The unusable read: the 44° wrist extension. If that were accurate, he would be wide open at the top and his slice would have a clean mechanical explanation. Put a HackMotion on him and it came out nearer 60°, which changes the prescription from “quiet the hands” to “genuinely reduce cupping in the takeaway.” Same golfer, same swing, different practice plan, because one device measured the wrist and the other inferred it.

Second example. An 8-handicap filmed face-on, chasing sequencing. Session one: the app reported peak pelvis rotational velocity 340°/s and peak thorax 580°/s, with pelvis peaking 0.06s before thorax. Session two, three weeks later, after genuine work on ground sequencing: peak pelvis 395°/s, thorax 610°/s, gap 0.09s.

Here is the thing. The absolute velocities are almost certainly wrong. Marker-based systems typically put amateur peak pelvis velocity higher than 340°/s, and the app’s frame-differencing approach systematically underestimates peaks. But the direction of change and the widening gap are real, because the same error is present in both sessions. That is the most valuable property these apps have, and it is barely mentioned in the marketing: they are decent at deltas and poor at absolutes. Film in the same spot, with the same phone, at the same frame rate, and the change between sessions carries information even when the readings themselves do not.

Setup discipline changes the numbers more than the app does

Move the camera a foot closer and the perspective distortion changes the inferred pose. Film from 4 feet high instead of hip height and your reported spine tilt moves by several degrees. Drop from 240fps to 60fps and the club travels 60cm between frames near impact, so every impact-frame number becomes an interpolation. Wear a baggy waterproof and the pelvis estimate gets worse, because the model is finding the outline of the jacket.

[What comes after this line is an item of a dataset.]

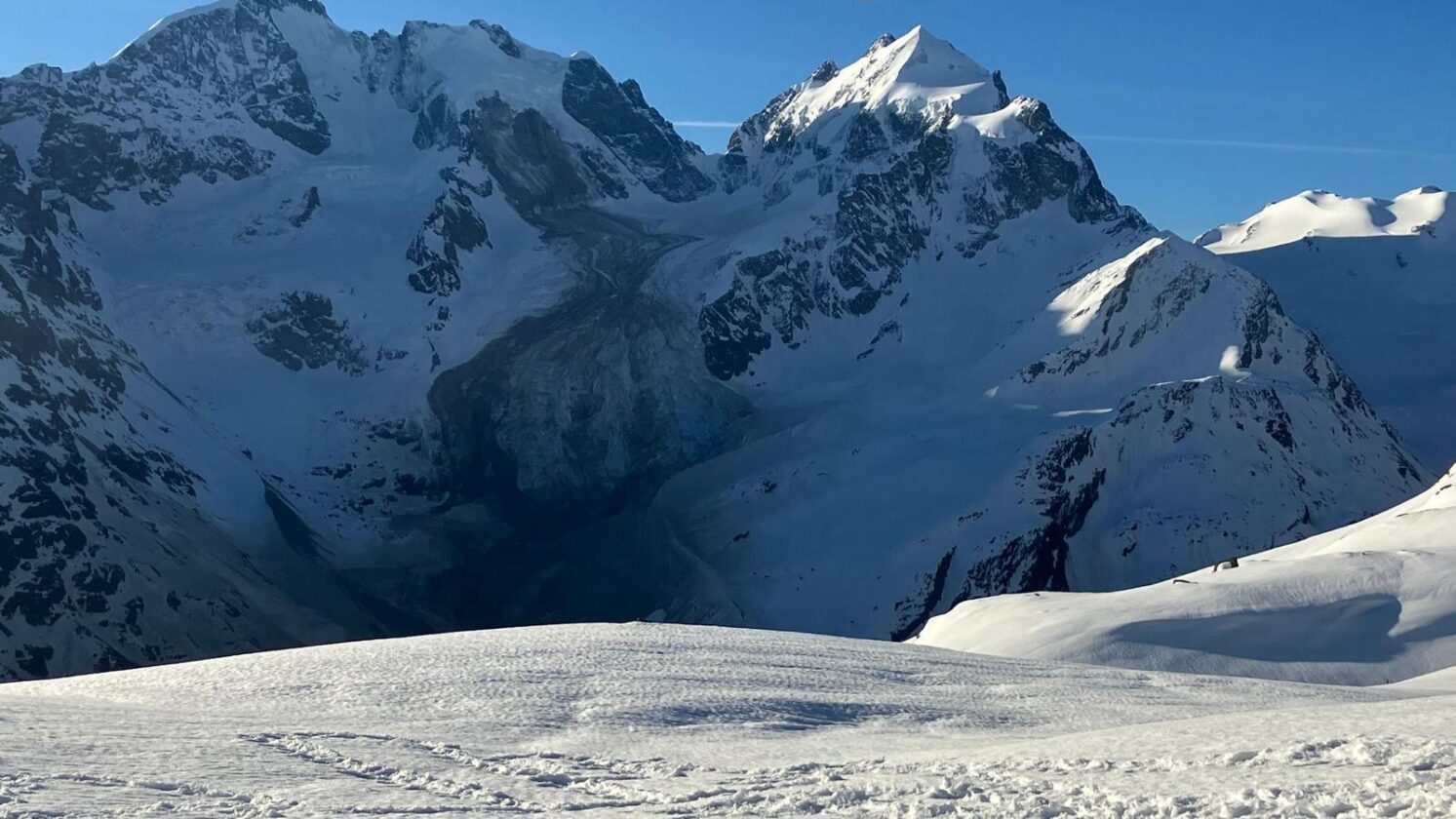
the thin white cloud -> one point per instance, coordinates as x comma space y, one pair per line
1257, 145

Practical rules that cost nothing: same spot every time, mark it with a tee or a tripod footprint. 240fps minimum, which every iPhone since the 8 and most recent Androids do. Tight clothing, ideally a plain shirt tucked in. Full body in frame with a bit of headroom. Bright, even light: shadows across the torso genuinely degrade joint detection. Film three swings and use the middle one, because run-to-run variation on the same app with the same golfer routinely exceeds 5° on rotation figures.

If you want a sense of how much of what these apps report survives contact with a second opinion, the comparison in AI Swing Analysis Apps, Tested on the Same Swing puts several of them against one identical recording, which is the only way to see how differently they read the same body.

So what do you actually practise?

Take the gross rotation numbers and treat them as a scoreboard for turn. If your pelvis is under 30° at the top, work on that, and use the app to confirm the change over weeks rather than swings. Use the sequencing order as a pass or fail, not as a set of targets. Use sway and head movement as trend lines.

For wrist condition, either buy the sensor or use the old, reliable method: a face-on video, a still at the top, and an honest look at whether the back of the lead hand is cupped. Your eyes on a still frame are more trustworthy than a model guessing at an occluded joint, and they are free.

Club delivery belongs to your launch monitor. Even a £450 radar gives you ball flight numbers that are grounded in physics, and if your R10 says your path is 5° out and your face is 2° open, that is a better description of your slice than any pose estimate.

The apps are not a con. £150 a year for a tool that reliably tells a 20-handicap they are turning their hips half as far as they think is decent value, and the coaching-communication side of it (seeing your own skeleton next to a reference) genuinely moves people faster than words do. What is oversold is the precision, and the precision is what the pricing page leads with. You are buying a good rotation measurement wrapped in twenty numbers that look identical to it and are not.

Two years from now, multi-frame temporal models and better training data will probably drag wrist and club numbers into usable territory. They are not there in September 2026, and an app that presented its own confidence intervals would be doing you a favour it currently declines to do.